The cow pie in Figure 2 shows a remarkably different shape. It was not flat and round but rather the cow pie is hard, stacked and showed grooves or waves. When this cow pie landed on the ground, it stacked one on top of the other. This cow was eating hay that tested 5.1 percent protein, 31.5 percent fiber and 53.7 percent TDN. A cow pie with this shape usually is a sign of high fiber and low digestibility. In this example, the protein content was very low (5.1 percent). Because of the low protein in the diet, the digestibility of the protein and other nutrients is often seriously decreased. A supply of protein above the minimum promotes healthy microorganisms in the rumen to aid the digestion process. Due to the poor hay growing conditions in 2011, a lot of cow pies in January and February will be looking like Figure 2. During this time of year, many cows will be lactating; therefore, body condition will decline, milk production will be reduced, colostrum concentration will be reduced, which may result in increased calf scours, and cows will take longer to re-breed. Overall cow herd productivity will be reduced for not only the current year but for the next year as well.
The cow pie in Figure 3 was from a cow eating hay with more fiber (32.8 percent), as compared to the Figure 2 cow pie, but it also had more protein (8.8 percent). Because the protein requirement was being met, more of the hay was digested and the shape of the cow pie was different. The TDN level was only 46.3 percent. If this cow continued to eat this hay without additional supplement, body condition would diminish. By observing cow pies, a change in diet quality can be observed before a decrease in body condition occurs.

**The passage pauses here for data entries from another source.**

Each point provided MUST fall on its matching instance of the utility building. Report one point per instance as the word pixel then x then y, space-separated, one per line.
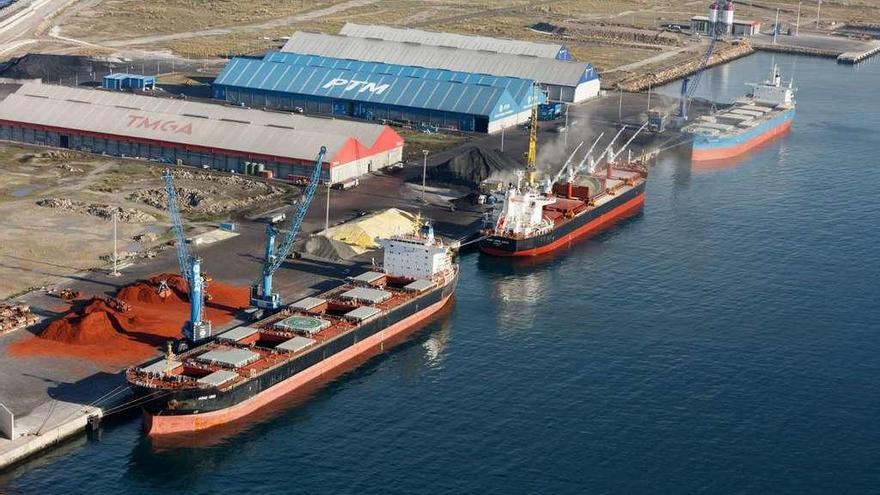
pixel 198 134
pixel 562 80
pixel 323 85
pixel 469 42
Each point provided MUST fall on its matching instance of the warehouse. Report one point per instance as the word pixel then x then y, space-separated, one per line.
pixel 562 80
pixel 369 95
pixel 198 134
pixel 469 42
pixel 134 82
pixel 521 90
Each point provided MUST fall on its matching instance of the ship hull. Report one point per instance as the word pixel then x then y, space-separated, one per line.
pixel 193 410
pixel 583 225
pixel 706 149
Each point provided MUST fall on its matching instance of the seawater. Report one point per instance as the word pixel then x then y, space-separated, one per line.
pixel 726 340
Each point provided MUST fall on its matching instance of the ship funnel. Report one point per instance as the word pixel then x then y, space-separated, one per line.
pixel 427 231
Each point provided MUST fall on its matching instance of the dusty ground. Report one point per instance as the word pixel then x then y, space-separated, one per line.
pixel 41 245
pixel 609 33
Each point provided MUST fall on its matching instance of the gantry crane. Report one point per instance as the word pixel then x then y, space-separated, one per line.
pixel 197 328
pixel 262 296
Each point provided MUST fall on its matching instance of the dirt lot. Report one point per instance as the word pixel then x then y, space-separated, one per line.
pixel 58 207
pixel 609 33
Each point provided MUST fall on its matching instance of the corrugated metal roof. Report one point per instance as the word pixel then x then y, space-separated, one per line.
pixel 217 378
pixel 193 123
pixel 543 70
pixel 229 356
pixel 516 47
pixel 472 99
pixel 365 294
pixel 520 89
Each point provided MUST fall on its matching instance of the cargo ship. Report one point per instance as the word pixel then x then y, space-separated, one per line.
pixel 539 217
pixel 752 120
pixel 533 221
pixel 248 367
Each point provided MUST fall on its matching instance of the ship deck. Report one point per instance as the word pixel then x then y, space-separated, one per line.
pixel 742 116
pixel 242 353
pixel 565 209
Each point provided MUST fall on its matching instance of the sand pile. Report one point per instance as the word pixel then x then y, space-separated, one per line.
pixel 97 332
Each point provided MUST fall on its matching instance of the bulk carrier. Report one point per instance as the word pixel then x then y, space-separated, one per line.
pixel 248 367
pixel 751 121
pixel 537 218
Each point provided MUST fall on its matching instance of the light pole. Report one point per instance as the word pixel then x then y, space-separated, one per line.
pixel 327 209
pixel 776 27
pixel 565 136
pixel 115 256
pixel 424 172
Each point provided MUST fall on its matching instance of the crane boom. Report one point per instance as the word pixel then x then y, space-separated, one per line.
pixel 587 156
pixel 261 291
pixel 183 254
pixel 689 85
pixel 531 154
pixel 190 268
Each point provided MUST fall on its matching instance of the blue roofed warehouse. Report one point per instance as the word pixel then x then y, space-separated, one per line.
pixel 446 99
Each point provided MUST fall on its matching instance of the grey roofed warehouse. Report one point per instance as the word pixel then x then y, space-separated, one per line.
pixel 200 134
pixel 563 80
pixel 469 42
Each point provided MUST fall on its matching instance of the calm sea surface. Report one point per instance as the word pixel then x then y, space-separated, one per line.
pixel 724 341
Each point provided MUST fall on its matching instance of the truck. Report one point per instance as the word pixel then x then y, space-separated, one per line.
pixel 550 111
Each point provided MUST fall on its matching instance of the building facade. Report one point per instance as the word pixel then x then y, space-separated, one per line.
pixel 197 134
pixel 324 85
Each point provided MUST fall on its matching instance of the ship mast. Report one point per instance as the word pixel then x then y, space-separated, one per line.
pixel 531 170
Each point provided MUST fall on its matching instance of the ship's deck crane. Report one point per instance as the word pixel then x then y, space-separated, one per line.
pixel 531 154
pixel 197 328
pixel 262 296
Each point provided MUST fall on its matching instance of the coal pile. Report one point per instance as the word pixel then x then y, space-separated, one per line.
pixel 546 27
pixel 50 68
pixel 473 166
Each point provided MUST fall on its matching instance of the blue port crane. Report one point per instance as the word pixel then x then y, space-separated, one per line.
pixel 690 84
pixel 262 296
pixel 197 328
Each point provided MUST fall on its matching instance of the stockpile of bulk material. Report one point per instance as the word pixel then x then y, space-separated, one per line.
pixel 358 237
pixel 473 166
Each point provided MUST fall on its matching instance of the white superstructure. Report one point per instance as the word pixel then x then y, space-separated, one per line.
pixel 772 92
pixel 418 256
pixel 522 211
pixel 766 101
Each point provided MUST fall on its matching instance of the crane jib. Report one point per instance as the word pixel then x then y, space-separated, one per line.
pixel 271 265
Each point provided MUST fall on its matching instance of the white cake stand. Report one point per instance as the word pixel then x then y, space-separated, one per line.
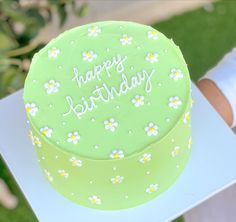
pixel 211 169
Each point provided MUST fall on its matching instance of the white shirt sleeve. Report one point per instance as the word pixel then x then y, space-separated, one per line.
pixel 224 76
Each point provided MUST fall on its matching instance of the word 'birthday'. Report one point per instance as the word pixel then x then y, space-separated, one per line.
pixel 102 91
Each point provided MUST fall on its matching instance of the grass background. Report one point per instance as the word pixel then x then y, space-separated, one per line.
pixel 204 36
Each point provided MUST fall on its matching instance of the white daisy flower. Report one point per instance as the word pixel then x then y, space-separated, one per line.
pixel 117 154
pixel 53 52
pixel 190 142
pixel 153 35
pixel 73 137
pixel 126 40
pixel 117 179
pixel 152 57
pixel 93 31
pixel 63 173
pixel 75 162
pixel 175 151
pixel 110 124
pixel 145 158
pixel 48 175
pixel 51 86
pixel 187 118
pixel 31 108
pixel 95 200
pixel 138 100
pixel 89 56
pixel 151 129
pixel 46 131
pixel 152 188
pixel 176 74
pixel 174 102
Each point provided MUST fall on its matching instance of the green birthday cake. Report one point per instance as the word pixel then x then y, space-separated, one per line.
pixel 109 106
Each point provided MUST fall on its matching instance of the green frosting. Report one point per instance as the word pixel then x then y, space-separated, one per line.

The science of forage testing is the key to proper supplementation. A forage test provides the nutrient contents of hay. Knowing the nutrient composition of hay allows for the comparison between hay nutrients and the nutrient requirements of the cattle being fed. If the animals” needs are greater than what’s provided in the hay, a least-cost feed supplement can be developed.

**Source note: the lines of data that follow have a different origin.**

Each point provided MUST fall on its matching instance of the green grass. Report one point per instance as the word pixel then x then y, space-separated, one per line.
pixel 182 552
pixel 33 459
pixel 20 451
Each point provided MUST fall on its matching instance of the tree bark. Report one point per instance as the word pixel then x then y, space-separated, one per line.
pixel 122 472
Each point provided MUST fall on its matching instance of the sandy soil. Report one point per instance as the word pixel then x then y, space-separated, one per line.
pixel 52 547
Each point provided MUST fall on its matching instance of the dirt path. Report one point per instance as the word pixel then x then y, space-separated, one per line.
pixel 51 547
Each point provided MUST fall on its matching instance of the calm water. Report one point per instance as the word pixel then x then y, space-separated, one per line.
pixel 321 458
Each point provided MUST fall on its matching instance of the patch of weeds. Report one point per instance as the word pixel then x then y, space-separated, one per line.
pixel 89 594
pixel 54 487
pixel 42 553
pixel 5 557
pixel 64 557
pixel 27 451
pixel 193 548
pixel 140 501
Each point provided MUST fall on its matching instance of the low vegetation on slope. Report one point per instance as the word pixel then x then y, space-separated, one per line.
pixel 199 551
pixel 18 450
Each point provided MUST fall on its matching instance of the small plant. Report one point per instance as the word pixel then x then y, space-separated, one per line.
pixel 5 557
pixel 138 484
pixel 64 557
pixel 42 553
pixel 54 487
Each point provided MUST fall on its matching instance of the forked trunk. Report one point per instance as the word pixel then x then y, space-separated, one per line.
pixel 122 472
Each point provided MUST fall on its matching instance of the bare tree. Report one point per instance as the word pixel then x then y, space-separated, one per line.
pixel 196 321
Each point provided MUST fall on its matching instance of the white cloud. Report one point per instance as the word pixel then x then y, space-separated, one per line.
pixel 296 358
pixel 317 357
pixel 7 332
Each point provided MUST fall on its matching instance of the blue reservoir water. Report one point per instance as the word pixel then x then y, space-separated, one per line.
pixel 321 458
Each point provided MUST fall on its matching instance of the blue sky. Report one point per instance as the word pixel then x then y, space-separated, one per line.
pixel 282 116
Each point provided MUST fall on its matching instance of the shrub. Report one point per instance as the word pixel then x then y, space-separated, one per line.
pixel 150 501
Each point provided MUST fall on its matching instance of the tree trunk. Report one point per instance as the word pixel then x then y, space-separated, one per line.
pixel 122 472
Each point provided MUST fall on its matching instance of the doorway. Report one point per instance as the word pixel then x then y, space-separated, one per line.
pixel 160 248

Least-cost supplemental feeding generally involves grouping animals based on their nutritional requirements, forage testing and identifying the costs of feed grains. To minimize feed costs, cattle with different nutritional requirements should be grouped separately and supplemented accordingly. Commingling cattle with different requirements (for example, non-lactating cows in the same field as lactating cows) can cause either overfeeding and waste of costly supplements or underfeeding and poor cattle performance. Knowing the nutrient composition of the forage allows feeding lower-quality hay to cattle with lower nutrient requirements and feeding higher-quality hay to cattle with greater requirements. If the nutrients in the hay are less than the requirements of the cattle being fed, a least-cost supplement can be formulated based on local grain prices and alternative feed sources.
Remember, the “art” of cow pieology may indicate a supplement is needed, but it is the “science” of forage testing that indicates which and how much supplement is needed. To be successful in the cow-calf business, one must mix the science of beef cattle production with the art of beef cattle production. The art of beef production must be mastered before the science can be applied, for it is the art that identifies when the science should be used, changed or adapted. Forage testing and least-cost rations are important “science” that when combined with the “art” of cow pieology will keep cattle healthy and efficient.